Força-tarefa do MPDFT vai inspecionar estrutura das unidades de saúde

Objetivo do trabalho é criar relatório com as condições detalhadas de hospitais, postos e UPAs e cobrar reparos do GDF

Igo Estrela/MetrópolesIgo Estrela/Metrópoles

atualizado 24/05/2019 18:15

Após o Tribunal de Contas do Distrito Federal (TCDF) apontar que a falta de engenheiros e arquitetos tem comprometido o atendimento a pacientes na rede pública de Saúde, as estruturas e a conservação das unidades serão vistoriadas a partir da próxima semana.

Uma força-tarefa foi criada pelo Ministério Público do Distrito Federal e Territórios (MPDFT) e o Conselho Regional de Engenharia, Arquitetura e Agronomia (Crea-DF) para inspecionar especificamente as condições de hospitais, centros de saúde, postos e Unidades de Pronto Atendimento (UPAs).

A estreia do trabalho ocorreu no dia 15 de maio, quando parte do grupo fez visita surpresa ao Hospital Regional de Ceilândia (HRC), onde foi constatada a superlotação. Segundo o MP, cadeiras da sala de medicação estavam sendo usadas indevidamente, havia pacientes pelos corredores e observou-se a retenção das macas e dos balões de oxigênio do Serviço de Atendimento Móvel de Urgência (Samu), pois não havia nenhum desses equipamentos disponíveis na unidade.

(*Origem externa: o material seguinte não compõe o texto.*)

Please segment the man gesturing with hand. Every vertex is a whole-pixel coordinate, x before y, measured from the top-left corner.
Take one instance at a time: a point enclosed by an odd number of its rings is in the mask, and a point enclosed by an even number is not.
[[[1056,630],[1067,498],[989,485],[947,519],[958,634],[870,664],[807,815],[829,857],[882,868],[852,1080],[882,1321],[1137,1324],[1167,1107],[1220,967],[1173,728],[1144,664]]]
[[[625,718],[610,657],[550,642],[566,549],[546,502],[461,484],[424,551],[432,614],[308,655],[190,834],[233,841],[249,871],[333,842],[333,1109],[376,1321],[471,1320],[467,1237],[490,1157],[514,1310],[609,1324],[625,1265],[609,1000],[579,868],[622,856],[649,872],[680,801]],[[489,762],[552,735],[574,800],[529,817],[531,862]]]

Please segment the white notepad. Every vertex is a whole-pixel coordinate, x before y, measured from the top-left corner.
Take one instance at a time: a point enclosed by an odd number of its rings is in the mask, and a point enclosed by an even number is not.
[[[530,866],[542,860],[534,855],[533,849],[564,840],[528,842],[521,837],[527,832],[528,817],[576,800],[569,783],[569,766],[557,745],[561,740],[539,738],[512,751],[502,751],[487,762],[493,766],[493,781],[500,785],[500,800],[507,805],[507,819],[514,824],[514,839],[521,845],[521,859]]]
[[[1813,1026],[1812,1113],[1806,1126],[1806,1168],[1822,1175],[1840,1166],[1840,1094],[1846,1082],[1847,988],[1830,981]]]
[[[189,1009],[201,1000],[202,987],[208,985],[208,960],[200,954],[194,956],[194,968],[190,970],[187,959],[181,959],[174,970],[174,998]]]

“Nosso trabalho vai além da estrutura predial. Engenharia não é só instalação física, todos os equipamentos também entram. A importância disso é vital, porque o médico só vai saber do problema de um aparelho, por exemplo, na hora que realmente precisar dele”, declarou Fátima Có, presidente do Crea-DF.

Segundo ela, não existe um cronograma aprovado para as visitas, justamente para que o relatório seja fiel com a realidade encontrada pela população. “A gente tem conversado muito com os integrantes do governo local para que possamos pontuar todos os problemas. A partir daí, vamos cobrar a melhora institucionalmente.”

Não é comum, ainda de acordo com Fátima Có, noticiar o governo, mas existe a previsão de advertências e até autos de infração que chegam a R$ 7 mil, valor que pode ser multiplicado em caso de reincidência.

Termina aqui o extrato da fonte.